ULVER
Neverland
House Of MythologyTrack listing:
01. Fear in a Handful Of Dust
02. Elephant Trunk
03. Weeping Stone
04. People Of The Hills
05. They're Coming! The Birds!
06. Hark! Hark! The Dogs Do Bark
07. Horses Of The Plough
08. Pandora's Box
09. Quivers In The Marrow
10. Welcome To The Jungle
11. Fire In The End
There may be a few petty purists still bemoaning ULVER's abandonment of black metal in the late '90s, but everybody else has been reveling in the Norwegians' eclectic ethos for decades. The most imaginative and fearless band to emerge from their country's native black metal scene, Kristoffer Rygg and his amorphous comrades have never allowed their fans to relax. Since the release of pioneering post-rock adventures like 1998's "Themes From William Blake's The Marriage Of Heaven And Hell" and 2000's trip-hop-adjacent "Perdition City", ULVER have been determined shapeshifters, dedicated to bending all manner of musical styles to their own deviant ends. In recent times, they have released a series of records that plumbed the atmospheric depths of synth-pop and dark electronica: in particular, 2020's "Flowers Of Evil" was a dazzling display of skewed retro-futurism, full of smart, unnervingly original songs that threatened to elbow their way into mainstream realms.
Now, in a typically low-key and counter-intuitive move, ULVER have changed focus yet again. Sneaking a new album out in the dead time between Christmas and New Year might not seem like the most commercially wise decision, but if anyone had any doubt that this band exist outside of all the usual restrictions and guidelines, "Neverland" proves otherwise. An enthralling amalgam of late '90s IDM, shimmering, liberated ambience, and mysterious, intrinsically progressive, post-everything elegance, the fifteenth ULVER album is an immersive, otherworldly delight.
For a band that has been instinctively esoteric for a long time, "Neverland" still seems remarkably original. Much like "Perdition City", these largely instrumental pieces exist in a hazy world of malformed nature and transient concrete, as the dividing lines between objective reality and surreal fantasy are inexorably blurred. Less bound by the brutalist edges and harsh lines of shadowy city life, and more by the cool breeze of new days and the vivid hopes of ecological rebellion, tracks like "Fear In A Handful Of Dust" and "Elephant Trunk" belong to the fever dreams of perpetual mavericks than they do to anything more conservative or familiar.
Everything here, glitchy drum machines and scorching synths included, feels considerably more organic and spontaneous than a thousand traditional black metal records, and while "Neverland" has little in the way of actual songs, it still brims with melodic touches and moments of fragile beauty.

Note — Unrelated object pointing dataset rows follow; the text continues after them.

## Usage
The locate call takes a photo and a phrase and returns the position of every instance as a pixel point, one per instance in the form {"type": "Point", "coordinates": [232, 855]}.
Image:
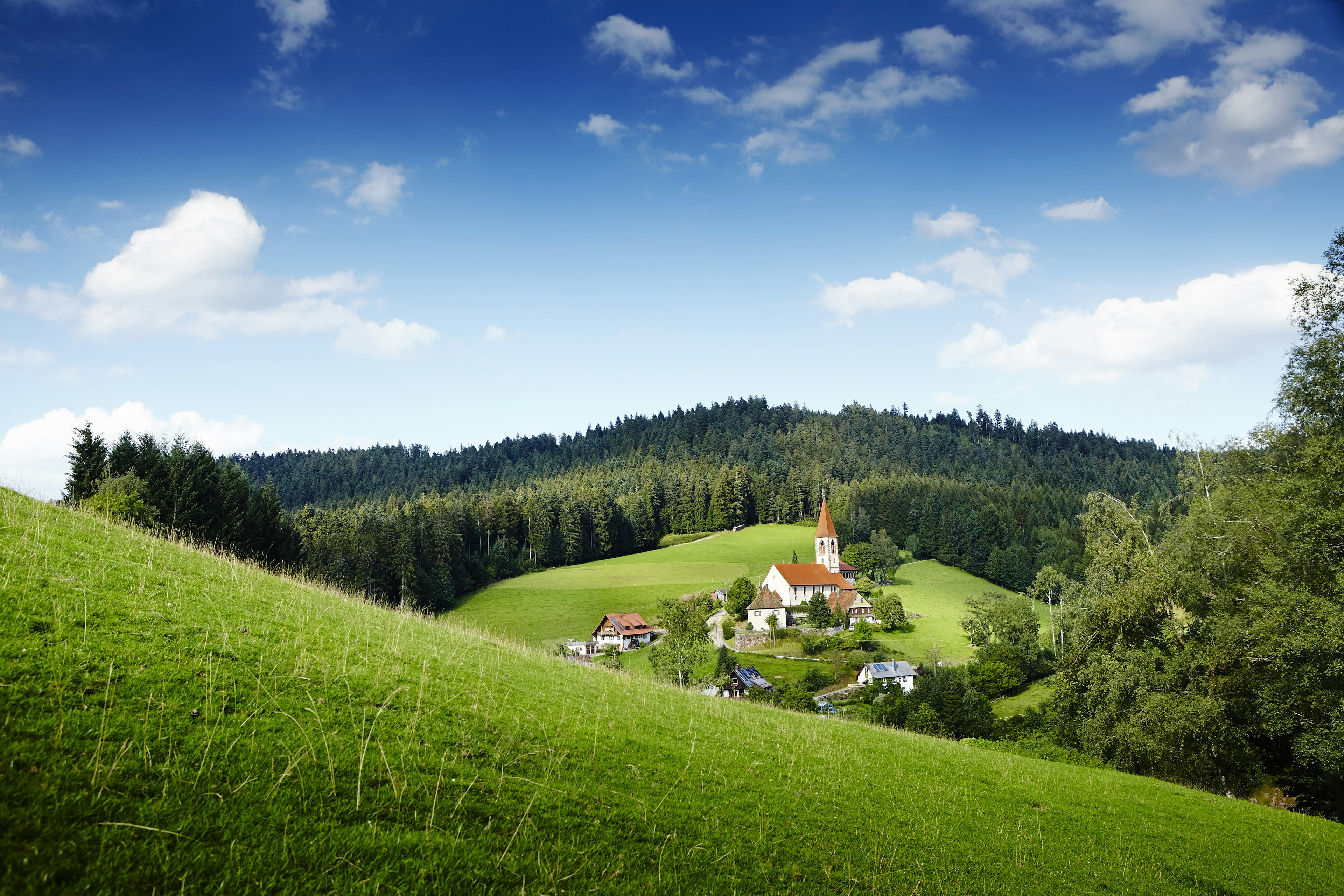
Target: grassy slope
{"type": "Point", "coordinates": [343, 747]}
{"type": "Point", "coordinates": [568, 602]}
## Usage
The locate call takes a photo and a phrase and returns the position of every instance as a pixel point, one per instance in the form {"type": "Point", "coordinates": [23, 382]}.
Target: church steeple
{"type": "Point", "coordinates": [828, 543]}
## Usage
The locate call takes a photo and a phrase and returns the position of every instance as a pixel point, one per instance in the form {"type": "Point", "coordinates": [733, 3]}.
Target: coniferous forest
{"type": "Point", "coordinates": [988, 494]}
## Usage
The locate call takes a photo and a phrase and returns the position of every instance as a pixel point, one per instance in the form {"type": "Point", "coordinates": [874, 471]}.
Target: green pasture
{"type": "Point", "coordinates": [175, 722]}
{"type": "Point", "coordinates": [568, 602]}
{"type": "Point", "coordinates": [939, 593]}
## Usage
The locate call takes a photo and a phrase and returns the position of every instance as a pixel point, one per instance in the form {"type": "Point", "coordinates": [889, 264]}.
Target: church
{"type": "Point", "coordinates": [795, 584]}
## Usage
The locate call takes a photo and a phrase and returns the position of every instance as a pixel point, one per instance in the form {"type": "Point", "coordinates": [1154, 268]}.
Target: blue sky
{"type": "Point", "coordinates": [335, 222]}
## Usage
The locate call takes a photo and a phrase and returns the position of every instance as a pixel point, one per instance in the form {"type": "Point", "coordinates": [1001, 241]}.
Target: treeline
{"type": "Point", "coordinates": [182, 489]}
{"type": "Point", "coordinates": [1214, 655]}
{"type": "Point", "coordinates": [815, 448]}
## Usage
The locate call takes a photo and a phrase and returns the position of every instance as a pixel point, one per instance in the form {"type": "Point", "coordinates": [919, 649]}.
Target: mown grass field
{"type": "Point", "coordinates": [176, 722]}
{"type": "Point", "coordinates": [568, 602]}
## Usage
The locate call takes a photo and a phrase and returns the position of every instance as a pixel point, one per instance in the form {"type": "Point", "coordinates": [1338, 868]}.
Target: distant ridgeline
{"type": "Point", "coordinates": [986, 492]}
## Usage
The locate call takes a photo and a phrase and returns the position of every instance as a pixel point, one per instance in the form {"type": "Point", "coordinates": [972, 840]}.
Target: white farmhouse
{"type": "Point", "coordinates": [899, 672]}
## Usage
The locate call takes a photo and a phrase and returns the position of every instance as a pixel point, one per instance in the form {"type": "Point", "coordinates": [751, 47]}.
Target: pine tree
{"type": "Point", "coordinates": [88, 461]}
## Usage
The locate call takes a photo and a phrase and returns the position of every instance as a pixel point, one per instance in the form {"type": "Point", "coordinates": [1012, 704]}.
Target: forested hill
{"type": "Point", "coordinates": [816, 448]}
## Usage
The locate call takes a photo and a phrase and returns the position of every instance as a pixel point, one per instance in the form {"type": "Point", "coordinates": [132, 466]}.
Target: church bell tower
{"type": "Point", "coordinates": [828, 543]}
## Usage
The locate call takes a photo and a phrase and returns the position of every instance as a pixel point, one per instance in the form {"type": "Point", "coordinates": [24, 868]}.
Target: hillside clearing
{"type": "Point", "coordinates": [178, 722]}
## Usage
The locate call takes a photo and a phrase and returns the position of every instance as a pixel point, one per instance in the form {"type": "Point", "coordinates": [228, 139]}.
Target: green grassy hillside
{"type": "Point", "coordinates": [175, 722]}
{"type": "Point", "coordinates": [568, 602]}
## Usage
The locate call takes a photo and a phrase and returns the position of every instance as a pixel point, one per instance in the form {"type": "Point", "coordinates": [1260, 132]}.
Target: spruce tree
{"type": "Point", "coordinates": [88, 461]}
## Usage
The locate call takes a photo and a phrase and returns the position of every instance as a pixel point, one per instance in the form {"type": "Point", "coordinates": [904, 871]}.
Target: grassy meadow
{"type": "Point", "coordinates": [179, 722]}
{"type": "Point", "coordinates": [568, 602]}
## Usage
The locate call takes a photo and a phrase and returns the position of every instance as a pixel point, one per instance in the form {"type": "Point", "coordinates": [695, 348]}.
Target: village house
{"type": "Point", "coordinates": [745, 679]}
{"type": "Point", "coordinates": [625, 630]}
{"type": "Point", "coordinates": [766, 605]}
{"type": "Point", "coordinates": [898, 671]}
{"type": "Point", "coordinates": [795, 584]}
{"type": "Point", "coordinates": [853, 605]}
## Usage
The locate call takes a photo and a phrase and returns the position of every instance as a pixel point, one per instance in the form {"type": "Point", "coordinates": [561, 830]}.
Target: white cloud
{"type": "Point", "coordinates": [17, 148]}
{"type": "Point", "coordinates": [640, 48]}
{"type": "Point", "coordinates": [790, 147]}
{"type": "Point", "coordinates": [605, 128]}
{"type": "Point", "coordinates": [1083, 210]}
{"type": "Point", "coordinates": [33, 454]}
{"type": "Point", "coordinates": [281, 96]}
{"type": "Point", "coordinates": [195, 275]}
{"type": "Point", "coordinates": [936, 48]}
{"type": "Point", "coordinates": [1105, 33]}
{"type": "Point", "coordinates": [1170, 94]}
{"type": "Point", "coordinates": [379, 189]}
{"type": "Point", "coordinates": [1252, 124]}
{"type": "Point", "coordinates": [810, 100]}
{"type": "Point", "coordinates": [326, 176]}
{"type": "Point", "coordinates": [1211, 320]}
{"type": "Point", "coordinates": [25, 357]}
{"type": "Point", "coordinates": [951, 224]}
{"type": "Point", "coordinates": [706, 96]}
{"type": "Point", "coordinates": [874, 295]}
{"type": "Point", "coordinates": [802, 88]}
{"type": "Point", "coordinates": [295, 22]}
{"type": "Point", "coordinates": [25, 242]}
{"type": "Point", "coordinates": [982, 272]}
{"type": "Point", "coordinates": [1150, 27]}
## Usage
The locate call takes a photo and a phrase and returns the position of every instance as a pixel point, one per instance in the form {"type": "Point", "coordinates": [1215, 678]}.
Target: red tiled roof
{"type": "Point", "coordinates": [826, 528]}
{"type": "Point", "coordinates": [811, 574]}
{"type": "Point", "coordinates": [624, 624]}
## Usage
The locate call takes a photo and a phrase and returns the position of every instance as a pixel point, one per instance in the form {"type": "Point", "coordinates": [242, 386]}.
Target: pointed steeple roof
{"type": "Point", "coordinates": [826, 528]}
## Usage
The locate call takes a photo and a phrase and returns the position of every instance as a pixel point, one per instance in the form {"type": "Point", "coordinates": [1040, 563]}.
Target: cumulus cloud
{"type": "Point", "coordinates": [1168, 94]}
{"type": "Point", "coordinates": [788, 147]}
{"type": "Point", "coordinates": [640, 48]}
{"type": "Point", "coordinates": [1146, 29]}
{"type": "Point", "coordinates": [605, 128]}
{"type": "Point", "coordinates": [295, 22]}
{"type": "Point", "coordinates": [812, 100]}
{"type": "Point", "coordinates": [25, 242]}
{"type": "Point", "coordinates": [936, 48]}
{"type": "Point", "coordinates": [281, 96]}
{"type": "Point", "coordinates": [15, 148]}
{"type": "Point", "coordinates": [1249, 126]}
{"type": "Point", "coordinates": [1209, 322]}
{"type": "Point", "coordinates": [379, 189]}
{"type": "Point", "coordinates": [874, 295]}
{"type": "Point", "coordinates": [951, 224]}
{"type": "Point", "coordinates": [33, 454]}
{"type": "Point", "coordinates": [1083, 210]}
{"type": "Point", "coordinates": [1107, 33]}
{"type": "Point", "coordinates": [195, 273]}
{"type": "Point", "coordinates": [978, 270]}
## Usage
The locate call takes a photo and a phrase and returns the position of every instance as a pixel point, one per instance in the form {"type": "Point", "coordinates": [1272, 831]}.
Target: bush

There are moments of disquiet, too: both "Weeping Stone" and "Quivers In The Marrow" squeeze the last drops of menace from their surging synths, bilious bass and careful, meandering gaits, as this prolonged journey through oddball utopias makes occasional, willful stops at foggy checkpoints along the way. Elsewhere, "People Of The Hills" and "Welcome To The Jungle" sink their teeth into brighter, more blissful textures, evoking memories of electronica acts like BOARDS OF CANADA, and throwing up slender, connective tissue between "Neverland" and ULVER's recent, synth-pop excursions.
In its mesmerizing entirety, "Neverland" is quite the trip. Frustratingly brief at only 42 minutes, a cynic might argue that ULVER could have taken this detour further and further away from the expected, but that is a minor quibble, and one that evaporates as this edgy but gorgeous record draws you into its glistening tailwinds.